API_CALL
Target cloud: Google Cloud
API_CALL is a load language that is used for defining load steps that do API calls to external systems. This can be used when there is a need to trigger something externally or wait and poll some external system state as part of load process.
API_CALL load steps are defined with YAML which has certain schema which allows use different features.
API_CALL supports technically following functionalities:
Make any HTTP call by defining
Url (only https allowed)
Method: GET, POST, PUT, DELETE
Headers
Query parameters (automatically url encoded)
Timeout definition
Content
Retry logic by defining
Retry count
Backoff factor, min and max delays etc
Rules based on
HTTP response codes
Content extraction
Response transformations by defining
Conditions used to select wanted transformation based on
HTTP response codes
Content extraction
Result (SUCCESS, FAILED)
Affected rows
Variables (output which can be used in later steps etc)
Transformations results and variables can be based on
HTTP response codes
Content extraction
Constants
Use of variables (environment variables, workflow variables, etc.) are supported in API_CALL load steps.
See also:
Examples
Minimal example which does simple http call to Google Cloud functions:
POST to given URL
Default timeout 300s
Authorization with bearer token
<bearer_token_from_bq_service_account> is special variable only supported when target db is big query and we can use same credentials for google function call what we use for target db
Simple json content
Maximum 4 retries with default retry logic
Default response transformation where 200/201 are SUCCESS and other cases are FAILED
type: HTTP
request:
url: https://europe-north1-test-ade-gcp-ci.cloudfunctions.net/ade-ci-test-function
method: POST
headers:
Authorization: <bearer_token_from_bq_service_account>
content: |
{"name": "test1"}
retries:
total: 4
More extensive example with api using polling:
Step 1: Initiating process in external system
POST endpoint with json content
Authorization with bearer token
Retry
401, 404, 429, 500, 502, 503, 504
error codes or timeouts of 10 secondsParse process_name variable from 200/201 response by using response transformation definition
If anything else comes this step fails
type: HTTP
request:
url: https://europe-north1-ade-gcp-ci.cloudfunctions.net/ade-ci-data-processor
timeout_seconds: 10
method: POST
headers:
Content-Type: application/json
Authorization: <bearer_token_from_bq_service_account>
content: |
{"process_time":"30","future_result":"SUCCESS","info":"Test call 1"}
retries:
total: 3
rules:
- conditions:
- type: VALUE_MATCHER
source: <http_status_code>
values: [401, 404, 429, 500, 502, 503, 504]
response:
transformations:
- description: In case of success we extract returned process_name value with is needed in next step polling
conditions:
- type: VALUE_MATCHER
source: <http_status_code>
values:
- 200
- 201
variables:
process_name:
type: REGEXP_VALUE
source: <http_response_content>
regexp: '"process_name"\s*:\s*"([^"]+)"'
Step 2: Polling until process finishes in external system
GET endpoint with url containing <process_name> variable extracted in previous load step
Authorization with bearer token
Retry until we get 200 response where status is not RUNNING
backoff min and max are configured to same to get same interval with polling (every 5 seconds)
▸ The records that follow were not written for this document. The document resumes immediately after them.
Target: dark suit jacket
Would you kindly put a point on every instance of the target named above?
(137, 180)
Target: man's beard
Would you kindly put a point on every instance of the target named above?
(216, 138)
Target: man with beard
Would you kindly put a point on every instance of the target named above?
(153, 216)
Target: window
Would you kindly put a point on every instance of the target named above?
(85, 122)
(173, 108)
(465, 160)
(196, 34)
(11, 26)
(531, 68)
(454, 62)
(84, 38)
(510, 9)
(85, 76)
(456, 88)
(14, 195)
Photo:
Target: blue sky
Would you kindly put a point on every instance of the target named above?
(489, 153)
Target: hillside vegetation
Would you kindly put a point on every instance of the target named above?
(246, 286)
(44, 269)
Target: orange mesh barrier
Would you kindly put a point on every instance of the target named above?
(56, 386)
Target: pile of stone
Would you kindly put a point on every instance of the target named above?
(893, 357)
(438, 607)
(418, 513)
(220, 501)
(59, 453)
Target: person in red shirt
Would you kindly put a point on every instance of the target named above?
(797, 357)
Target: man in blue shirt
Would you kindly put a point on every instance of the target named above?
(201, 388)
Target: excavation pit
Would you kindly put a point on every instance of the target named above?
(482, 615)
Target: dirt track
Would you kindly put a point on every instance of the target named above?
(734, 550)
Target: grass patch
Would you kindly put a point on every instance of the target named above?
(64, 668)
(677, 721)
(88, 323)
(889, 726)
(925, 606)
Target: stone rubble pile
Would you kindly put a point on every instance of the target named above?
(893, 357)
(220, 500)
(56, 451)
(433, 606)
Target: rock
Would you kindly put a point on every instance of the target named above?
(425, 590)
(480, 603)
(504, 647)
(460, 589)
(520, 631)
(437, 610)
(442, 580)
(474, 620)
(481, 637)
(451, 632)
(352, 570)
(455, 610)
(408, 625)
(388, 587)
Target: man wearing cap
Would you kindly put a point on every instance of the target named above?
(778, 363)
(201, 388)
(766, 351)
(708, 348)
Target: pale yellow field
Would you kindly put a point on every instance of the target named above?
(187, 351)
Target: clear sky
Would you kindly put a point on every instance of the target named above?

total is configured to 12 → 12 * 5s = 60s (we expect external process finish in 60 seconds)
Check that we get 200 response which return status SUCCESS
If anything else comes this step fails which indicates that actual external process executed and finished but with fail status
type: HTTP
request:
# in url we use variable containing process name from previous step
url: https://europe-north1-ade-gcp-ci.cloudfunctions.net/ade-ci-data-processor/<process_name>/status
timeout_seconds: 10
method: GET
headers:
# We need to change audience of token because it is otherwise taken from url and for sub resources it won't work for this cloud function
Authorization: <bearer_token_from_bq_service_account:audience=https://europe-north1-ade-gcp-ci.cloudfunctions.net/ade-ci-data-processor>
retries:
# we do status polling every 5 seconds and assumne process should be ready in 60 secs -> 60/5=12
total: 12
backoff_min_seconds: 5
backoff_max_seconds: 5
# we retry polling as long as we get non 200 response or status endpoint return RUNNING state (or we hit retry total count)
rules:
- conditions:
- type: VALUE_MATCHER
source: <http_status_code>
negate: true
values: [200]
- conditions:
- type: VALUE_MATCHER
source: <http_status_code>
values: [200]
- type: REGEXP_VALUE_MATCHER
source: <http_response_content>
regexp: 'RUNNING'
values:
- RUNNING
response:
transformations:
- description: Step is successful if 200 is returned and state is SUCCESS anymore (process has finished successfully in expected time span)
conditions:
- type: VALUE_MATCHER
source: <http_status_code>
values:
- 200
- type: VALUE_MATCHER
source: <http_response_content>
values:
- SUCCESS
Step 3: Example of retrieving some data from external process result endpoint after process has finished
GET endpoint with url containing <process_name> variable extracted in previous load step
Authorization with bearer token
Default retries
Check that we get 200 response and parse result_info with reg exp
If anything else comes this step fails
type: HTTP
request:
url: https://europe-north1-ade-gcp-ci.cloudfunctions.net/ade-ci-data-processor/<process_name>
timeout_seconds: 10
method: GET
headers:
Content-Type: application/json
Authorization: <bearer_token_from_bq_service_account:audience=https://europe-north1--ade-gcp-ci.cloudfunctions.net/ade-ci-data-processor>
retries:
total: 3
response:
transformations:
- description: In case of success extract affected rows
conditions:
- type: VALUE_MATCHER
source: <http_status_code>
values:
- 200
variables:
result_info:
type: REGEXP_VALUE
source: <http_response_content>
regexp: '"generation_time"\s*:\s*"([^"]+)"'